Remote users, Jailkit and SSH authentication

Discussion in 'Installation/Configuration' started by Pyanepsion, Jan 6, 2026.

  1. Pyanepsion

    Pyanepsion Member

    Hello,

    This question refers to section 4.6.4 ‘Command Line’ (pages 165–166 of the manual).
    The documentation presents Jailkit as a standard way to confine remote users.

    Could you clarify the expected behaviour regarding SSH authentication in this context?
    —Is SSH authentication (key or password) expected to work reliably with chrooted remote users using Jailkit?
    —Or should Jailkit mainly be considered a confinement mechanism whose behaviour may depend on the environment and is not guaranteed in all cases?

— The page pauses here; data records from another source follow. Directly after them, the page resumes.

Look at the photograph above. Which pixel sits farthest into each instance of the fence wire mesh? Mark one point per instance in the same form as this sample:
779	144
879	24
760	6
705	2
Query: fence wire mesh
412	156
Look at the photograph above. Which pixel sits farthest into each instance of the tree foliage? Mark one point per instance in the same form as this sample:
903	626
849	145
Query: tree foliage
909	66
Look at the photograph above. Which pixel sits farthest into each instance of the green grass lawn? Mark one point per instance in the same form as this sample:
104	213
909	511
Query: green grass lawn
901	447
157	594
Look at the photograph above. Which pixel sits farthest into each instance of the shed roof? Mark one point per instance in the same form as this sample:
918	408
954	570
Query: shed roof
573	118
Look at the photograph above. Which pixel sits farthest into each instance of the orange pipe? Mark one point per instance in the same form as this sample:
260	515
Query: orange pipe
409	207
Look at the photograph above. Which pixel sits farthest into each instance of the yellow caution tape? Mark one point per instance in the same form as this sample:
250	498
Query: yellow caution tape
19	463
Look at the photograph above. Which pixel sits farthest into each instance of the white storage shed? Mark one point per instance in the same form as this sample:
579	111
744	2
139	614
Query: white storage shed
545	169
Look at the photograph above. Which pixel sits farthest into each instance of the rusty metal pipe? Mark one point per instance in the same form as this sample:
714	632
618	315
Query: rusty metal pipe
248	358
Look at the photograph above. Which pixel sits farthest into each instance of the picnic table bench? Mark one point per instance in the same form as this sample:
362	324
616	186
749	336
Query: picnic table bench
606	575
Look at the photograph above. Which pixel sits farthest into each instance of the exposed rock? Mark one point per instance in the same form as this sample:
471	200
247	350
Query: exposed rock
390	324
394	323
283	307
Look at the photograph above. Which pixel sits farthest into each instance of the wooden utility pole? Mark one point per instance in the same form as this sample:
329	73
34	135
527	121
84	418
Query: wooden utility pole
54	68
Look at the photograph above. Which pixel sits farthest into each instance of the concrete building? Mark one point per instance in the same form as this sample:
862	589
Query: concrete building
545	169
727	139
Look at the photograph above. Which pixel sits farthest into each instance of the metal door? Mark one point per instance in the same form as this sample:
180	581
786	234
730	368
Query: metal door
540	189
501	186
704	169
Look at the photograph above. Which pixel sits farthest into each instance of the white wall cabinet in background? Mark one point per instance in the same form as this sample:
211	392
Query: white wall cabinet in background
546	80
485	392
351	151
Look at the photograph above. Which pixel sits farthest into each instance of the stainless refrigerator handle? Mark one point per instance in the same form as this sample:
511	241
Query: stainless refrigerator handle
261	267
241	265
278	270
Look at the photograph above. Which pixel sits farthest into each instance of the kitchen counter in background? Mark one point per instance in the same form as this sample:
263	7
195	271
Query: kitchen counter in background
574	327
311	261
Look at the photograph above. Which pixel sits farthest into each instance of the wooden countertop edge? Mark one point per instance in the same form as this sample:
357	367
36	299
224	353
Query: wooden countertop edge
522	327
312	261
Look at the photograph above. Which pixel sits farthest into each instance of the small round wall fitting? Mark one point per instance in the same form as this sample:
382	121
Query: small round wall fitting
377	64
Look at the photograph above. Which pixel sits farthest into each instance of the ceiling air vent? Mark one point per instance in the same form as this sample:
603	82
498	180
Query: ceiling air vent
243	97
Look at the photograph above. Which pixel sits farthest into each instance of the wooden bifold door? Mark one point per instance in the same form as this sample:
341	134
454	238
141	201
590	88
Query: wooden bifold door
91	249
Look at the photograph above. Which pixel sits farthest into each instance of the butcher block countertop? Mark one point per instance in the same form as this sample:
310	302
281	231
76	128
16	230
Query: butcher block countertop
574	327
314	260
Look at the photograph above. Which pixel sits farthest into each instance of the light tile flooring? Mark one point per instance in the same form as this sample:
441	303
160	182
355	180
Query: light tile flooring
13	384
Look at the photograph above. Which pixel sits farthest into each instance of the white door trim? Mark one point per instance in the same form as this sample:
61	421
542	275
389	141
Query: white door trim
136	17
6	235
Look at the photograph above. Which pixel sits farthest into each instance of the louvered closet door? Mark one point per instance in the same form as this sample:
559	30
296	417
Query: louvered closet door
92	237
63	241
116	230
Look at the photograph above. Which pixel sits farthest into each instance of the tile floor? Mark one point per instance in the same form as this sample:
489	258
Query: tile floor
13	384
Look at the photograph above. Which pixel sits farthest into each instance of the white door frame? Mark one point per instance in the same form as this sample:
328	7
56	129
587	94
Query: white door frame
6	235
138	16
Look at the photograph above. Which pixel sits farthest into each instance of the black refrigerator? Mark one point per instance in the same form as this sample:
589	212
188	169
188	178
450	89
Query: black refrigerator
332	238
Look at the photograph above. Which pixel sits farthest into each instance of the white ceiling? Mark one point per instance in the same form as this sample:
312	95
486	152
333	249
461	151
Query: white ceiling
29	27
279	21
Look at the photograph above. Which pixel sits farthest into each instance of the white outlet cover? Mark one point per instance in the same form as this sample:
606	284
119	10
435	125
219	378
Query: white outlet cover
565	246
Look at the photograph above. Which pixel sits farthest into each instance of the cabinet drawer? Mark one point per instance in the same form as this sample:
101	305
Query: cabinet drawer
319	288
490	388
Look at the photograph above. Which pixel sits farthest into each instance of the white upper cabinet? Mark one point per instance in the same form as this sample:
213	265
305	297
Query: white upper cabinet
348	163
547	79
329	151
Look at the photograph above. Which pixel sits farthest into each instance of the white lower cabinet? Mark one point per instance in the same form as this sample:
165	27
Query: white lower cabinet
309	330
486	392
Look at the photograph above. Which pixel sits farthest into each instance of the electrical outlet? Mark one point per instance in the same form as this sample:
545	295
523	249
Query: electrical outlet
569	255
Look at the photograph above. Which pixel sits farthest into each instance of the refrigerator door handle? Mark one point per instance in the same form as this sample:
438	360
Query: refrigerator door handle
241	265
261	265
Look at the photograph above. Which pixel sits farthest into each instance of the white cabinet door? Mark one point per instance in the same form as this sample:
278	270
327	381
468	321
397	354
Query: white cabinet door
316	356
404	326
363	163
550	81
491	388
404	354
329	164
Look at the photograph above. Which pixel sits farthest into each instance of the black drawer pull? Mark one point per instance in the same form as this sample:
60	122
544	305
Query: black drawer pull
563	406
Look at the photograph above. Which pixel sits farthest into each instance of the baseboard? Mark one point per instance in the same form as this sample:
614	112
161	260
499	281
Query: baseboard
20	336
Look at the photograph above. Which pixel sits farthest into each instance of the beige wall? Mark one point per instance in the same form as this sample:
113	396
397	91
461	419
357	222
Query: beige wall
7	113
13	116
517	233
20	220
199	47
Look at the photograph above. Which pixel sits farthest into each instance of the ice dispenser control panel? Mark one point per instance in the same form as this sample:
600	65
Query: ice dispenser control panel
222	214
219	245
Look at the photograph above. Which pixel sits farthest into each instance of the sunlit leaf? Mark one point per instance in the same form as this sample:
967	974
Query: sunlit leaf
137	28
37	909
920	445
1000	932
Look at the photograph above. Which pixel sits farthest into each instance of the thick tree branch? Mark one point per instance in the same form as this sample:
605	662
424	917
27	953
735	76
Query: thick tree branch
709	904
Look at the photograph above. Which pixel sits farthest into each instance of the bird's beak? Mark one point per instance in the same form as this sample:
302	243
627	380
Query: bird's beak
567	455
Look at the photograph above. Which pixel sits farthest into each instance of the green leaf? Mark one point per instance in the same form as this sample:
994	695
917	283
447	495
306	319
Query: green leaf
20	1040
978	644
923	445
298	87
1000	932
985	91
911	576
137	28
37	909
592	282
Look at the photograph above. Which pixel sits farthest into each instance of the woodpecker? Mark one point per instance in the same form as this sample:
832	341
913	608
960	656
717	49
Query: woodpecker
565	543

    Thank you for the clarification.
     
  2. till

    till Super Moderator Staff Member ISPConfig Developer

    Jailed SSH users work reliably and in the same way as non-jailed users work. The jail is enforced by the jailkit shell, which is set for the user in /etc/passwd, so authentication happens before the user is jailed.
     
  3. Pyanepsion

    Pyanepsion Member

    Thank you for this clarification.
     
  4. Talutah W Elan

    Talutah W Elan New Member

    Sorry for reviving old thread, but in that matter I'd like to ask if those .ssh/authorized_keys in shell-users home-dirs matter anything.

    Or more precisely if a website is hacked but executing a chrooted/jailed PHP script, can hackers modify non-jailed user .ssh/authorized_keys and thus obtain a non-jailed shell with a terminal ?
     
  5. till

    till Super Moderator Staff Member ISPConfig Developer

    They can not modify the authorized_keys of SSH users of other sites, no matter if jailed or not. But if you have multiple SSH users in one site, then you must jail them all as all users of a site share the same UID.